Reading from standard input

So, I am new to shell scripting and have a few problems.
I know how to read from standard input but I do not know how to really compare it to say, a character. I am trying to compare it to a character and anything exceeding just a character, the user will get an output message, but the program goes on.

I tried using test with regular expressions after taking an input like this.

read input

while test $input != q || test -z $input
do
        if test $input = n
        then
 ...

I also want my program to move on if the input just presses enter, but I get two error messages on the while statement and the if statement saying unary operator expected.

You need to check the length of a string, then.

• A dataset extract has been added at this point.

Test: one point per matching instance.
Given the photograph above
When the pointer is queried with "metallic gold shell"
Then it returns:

There's really no reason to use test, at all, ever these days.

STR="zzz"

while [ "$#STR" -ne 1 ]
do
        printf "Enter one letter:   "
        read STR
done

May I ask the reason to not use test? I recognize the square brace as an alternative method, I'm just curious as I'm just starting to learn.

And # is?

Each time you run test you're creating a new process and waiting for it to quit. [ ] are usually shell built-ins these days, so no new process is needed -- meaning, hundreds of times faster.

# is length.

Corona,

I tried testing your code, and it says on the loop with the case statement "integer expression expected"

Corona probably meant

${#STR}

You could also do without testing for the length, just take the first character like this:

while [ ${STR:0:1} != q ] ; then ...

I'm sorry, but could you explain what the colons mean?

See this table.

Of course, if your shell isn't bash or ksh, you could have few or none of these.